The U.S. Patent and Trademark Office today issued a patent to the University of California (UC), the University of Vienna and French biologist Emmanuelle Charpentier covering methods of cleaving, modifying or targeting and binding DNA in a cell using a CRISPR protein-RNA complex.
U.S. Patent No. 10,337,029 also covers methods for introducing the complex comprising a single-guide RNA into the cell.
This patent is the seventh related to CRISPR-Cas9 in UC’s continually growing patent portfolio, which spans various compositions and methods useful for targeting genes, modulating transcription and editing genes in any setting, including within plant, animal and human cells.
In the coming months, UC has six additional CRISPR-Cas9 applications set to issue as patents, which will bring its total portfolio to 13 patents.
“We are pleased by the steady expansion of UC’s patent portfolio with this patent covering CRISPR-Cas9 applications that involve introducing protein-RNA complexes into a cell,” said Eldora L. Ellison, Ph.D., the lead patent strategist on CRISPR-Cas9 matters for UC and a director at Sterne, Kessler, Goldstein & Fox. “The university remains committed to utilizing its CRISPR-Cas9 intellectual property for the betterment of society.”
The CRISPR-Cas9 DNA-targeting technology was invented by Jennifer Doudna and Martin Jinek at the UC Berkeley; Emmanuelle Charpentier, then of Umea University; and Krzystof Chylinski at the University of Vienna.
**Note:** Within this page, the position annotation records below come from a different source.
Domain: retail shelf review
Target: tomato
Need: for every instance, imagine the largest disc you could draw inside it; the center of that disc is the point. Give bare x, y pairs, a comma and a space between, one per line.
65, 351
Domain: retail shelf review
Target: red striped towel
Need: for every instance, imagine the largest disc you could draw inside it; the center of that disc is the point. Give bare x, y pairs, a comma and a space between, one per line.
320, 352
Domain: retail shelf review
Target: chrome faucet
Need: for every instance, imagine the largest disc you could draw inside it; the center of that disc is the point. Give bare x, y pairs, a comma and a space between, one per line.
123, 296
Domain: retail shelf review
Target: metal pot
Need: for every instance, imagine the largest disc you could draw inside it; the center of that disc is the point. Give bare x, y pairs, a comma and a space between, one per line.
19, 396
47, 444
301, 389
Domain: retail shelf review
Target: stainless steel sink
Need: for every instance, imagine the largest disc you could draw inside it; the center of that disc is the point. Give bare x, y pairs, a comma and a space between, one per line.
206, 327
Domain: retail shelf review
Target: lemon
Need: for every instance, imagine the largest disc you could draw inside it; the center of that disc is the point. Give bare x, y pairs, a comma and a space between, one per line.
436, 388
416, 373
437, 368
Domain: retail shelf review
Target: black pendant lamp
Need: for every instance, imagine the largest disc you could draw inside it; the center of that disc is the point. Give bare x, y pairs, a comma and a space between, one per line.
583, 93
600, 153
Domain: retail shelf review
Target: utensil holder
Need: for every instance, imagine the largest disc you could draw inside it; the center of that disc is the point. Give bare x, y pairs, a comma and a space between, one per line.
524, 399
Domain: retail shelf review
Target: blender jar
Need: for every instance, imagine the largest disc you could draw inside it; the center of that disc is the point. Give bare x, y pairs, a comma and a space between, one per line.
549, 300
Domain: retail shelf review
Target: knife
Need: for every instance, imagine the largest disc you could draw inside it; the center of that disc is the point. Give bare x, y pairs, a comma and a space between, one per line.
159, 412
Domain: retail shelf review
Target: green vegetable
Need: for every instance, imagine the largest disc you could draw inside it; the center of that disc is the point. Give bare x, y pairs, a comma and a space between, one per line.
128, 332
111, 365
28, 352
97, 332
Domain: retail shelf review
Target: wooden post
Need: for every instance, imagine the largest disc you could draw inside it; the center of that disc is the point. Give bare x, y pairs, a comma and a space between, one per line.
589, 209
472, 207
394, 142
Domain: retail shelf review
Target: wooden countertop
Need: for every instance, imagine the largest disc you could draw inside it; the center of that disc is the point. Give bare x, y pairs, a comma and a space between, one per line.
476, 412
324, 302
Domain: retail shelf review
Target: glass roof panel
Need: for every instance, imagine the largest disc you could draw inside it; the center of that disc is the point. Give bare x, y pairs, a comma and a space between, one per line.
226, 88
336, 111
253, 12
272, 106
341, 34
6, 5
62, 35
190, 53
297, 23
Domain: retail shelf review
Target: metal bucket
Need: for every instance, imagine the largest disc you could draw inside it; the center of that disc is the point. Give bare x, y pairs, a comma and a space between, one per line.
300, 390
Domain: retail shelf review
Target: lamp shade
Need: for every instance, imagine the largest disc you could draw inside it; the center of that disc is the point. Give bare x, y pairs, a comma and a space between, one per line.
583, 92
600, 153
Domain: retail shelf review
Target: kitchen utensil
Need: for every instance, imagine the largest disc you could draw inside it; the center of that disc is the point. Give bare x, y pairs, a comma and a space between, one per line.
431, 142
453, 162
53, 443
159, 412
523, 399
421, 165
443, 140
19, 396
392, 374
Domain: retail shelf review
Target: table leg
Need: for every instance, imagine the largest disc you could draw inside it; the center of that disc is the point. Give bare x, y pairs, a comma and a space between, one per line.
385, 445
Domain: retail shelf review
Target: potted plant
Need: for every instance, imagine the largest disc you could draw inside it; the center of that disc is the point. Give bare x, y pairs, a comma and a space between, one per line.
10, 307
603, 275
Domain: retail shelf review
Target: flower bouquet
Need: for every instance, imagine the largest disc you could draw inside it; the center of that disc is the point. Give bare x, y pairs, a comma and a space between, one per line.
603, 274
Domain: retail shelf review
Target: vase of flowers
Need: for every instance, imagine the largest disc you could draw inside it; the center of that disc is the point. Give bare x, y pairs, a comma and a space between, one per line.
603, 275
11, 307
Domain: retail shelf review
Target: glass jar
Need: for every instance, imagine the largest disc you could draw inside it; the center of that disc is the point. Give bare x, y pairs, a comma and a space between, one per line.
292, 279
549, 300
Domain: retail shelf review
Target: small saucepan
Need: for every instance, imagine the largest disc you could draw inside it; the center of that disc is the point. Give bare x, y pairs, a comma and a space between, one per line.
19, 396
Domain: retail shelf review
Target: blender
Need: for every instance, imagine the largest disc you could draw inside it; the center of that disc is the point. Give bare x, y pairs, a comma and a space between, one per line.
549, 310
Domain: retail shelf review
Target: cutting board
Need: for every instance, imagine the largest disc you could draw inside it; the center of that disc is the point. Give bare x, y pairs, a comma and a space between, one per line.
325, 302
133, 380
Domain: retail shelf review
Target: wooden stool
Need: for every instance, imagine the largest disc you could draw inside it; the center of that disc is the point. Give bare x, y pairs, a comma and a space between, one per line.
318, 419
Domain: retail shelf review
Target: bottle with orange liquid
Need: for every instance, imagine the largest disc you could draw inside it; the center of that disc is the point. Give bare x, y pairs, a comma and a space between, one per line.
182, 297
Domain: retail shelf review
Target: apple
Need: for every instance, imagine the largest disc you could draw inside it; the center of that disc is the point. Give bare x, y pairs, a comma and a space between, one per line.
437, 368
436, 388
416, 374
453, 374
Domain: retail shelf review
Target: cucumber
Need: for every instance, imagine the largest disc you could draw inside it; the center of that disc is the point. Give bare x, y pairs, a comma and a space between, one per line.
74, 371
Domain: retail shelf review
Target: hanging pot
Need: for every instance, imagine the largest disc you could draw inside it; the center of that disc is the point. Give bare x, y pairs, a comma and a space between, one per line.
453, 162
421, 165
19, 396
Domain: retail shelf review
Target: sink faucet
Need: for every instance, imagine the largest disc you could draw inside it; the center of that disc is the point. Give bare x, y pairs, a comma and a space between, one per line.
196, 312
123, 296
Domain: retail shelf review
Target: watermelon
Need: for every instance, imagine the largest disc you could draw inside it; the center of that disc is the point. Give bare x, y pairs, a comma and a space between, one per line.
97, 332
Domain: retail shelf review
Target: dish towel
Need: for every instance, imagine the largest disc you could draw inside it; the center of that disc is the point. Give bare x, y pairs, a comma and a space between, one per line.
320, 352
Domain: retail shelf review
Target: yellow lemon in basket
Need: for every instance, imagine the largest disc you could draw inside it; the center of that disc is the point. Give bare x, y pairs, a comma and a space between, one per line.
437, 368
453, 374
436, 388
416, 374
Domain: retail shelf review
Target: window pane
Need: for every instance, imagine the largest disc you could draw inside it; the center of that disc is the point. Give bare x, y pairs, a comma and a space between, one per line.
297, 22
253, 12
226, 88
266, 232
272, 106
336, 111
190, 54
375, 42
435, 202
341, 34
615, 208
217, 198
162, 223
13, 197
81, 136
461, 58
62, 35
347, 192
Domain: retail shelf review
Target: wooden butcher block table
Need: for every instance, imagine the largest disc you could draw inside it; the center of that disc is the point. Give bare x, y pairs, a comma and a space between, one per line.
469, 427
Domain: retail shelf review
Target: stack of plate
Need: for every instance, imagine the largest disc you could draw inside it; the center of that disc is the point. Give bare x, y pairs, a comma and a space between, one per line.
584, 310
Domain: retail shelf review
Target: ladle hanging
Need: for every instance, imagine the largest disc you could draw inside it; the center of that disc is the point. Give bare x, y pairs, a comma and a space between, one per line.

The claims of UC’s previously issued patents and those set to issue were included among the CRISPR-Cas9 gene-editing technology work disclosed first by the Doudna-Charpentier team in its May 25, 2012, priority patent application.
In addition to the USPTO, international patent offices have also recognized the pioneering innovations of the Doudna-Charpentier team. The European Patent Office, which represents more than 30 countries, as well as patent offices in the United Kingdom, China, Japan, Australia, New Zealand and Mexico, have issued patents for the use of CRISPR-Cas9 gene editing in all types of cells.
UC has a long-standing commitment to develop and apply its patented technologies, including CRISPR-Cas9, for the betterment of humankind. Consistent with its open-licensing policies, UC allows nonprofit institutions, including academic institutions, to use the technology for non-commercial educational and research purposes.
In the case of CRISPR-Cas9, UC has also encouraged widespread commercialization of the technology through its exclusive license with Caribou Biosciences, Inc. of Berkeley, California. Caribou has sublicensed this patent family to numerous companies worldwide, including Intellia Therapeutics, Inc., for certain human therapeutic applications. Additionally, Charpentier has licensed the technology to CRISPR Therapeutics AG and ERS Genomics Limited.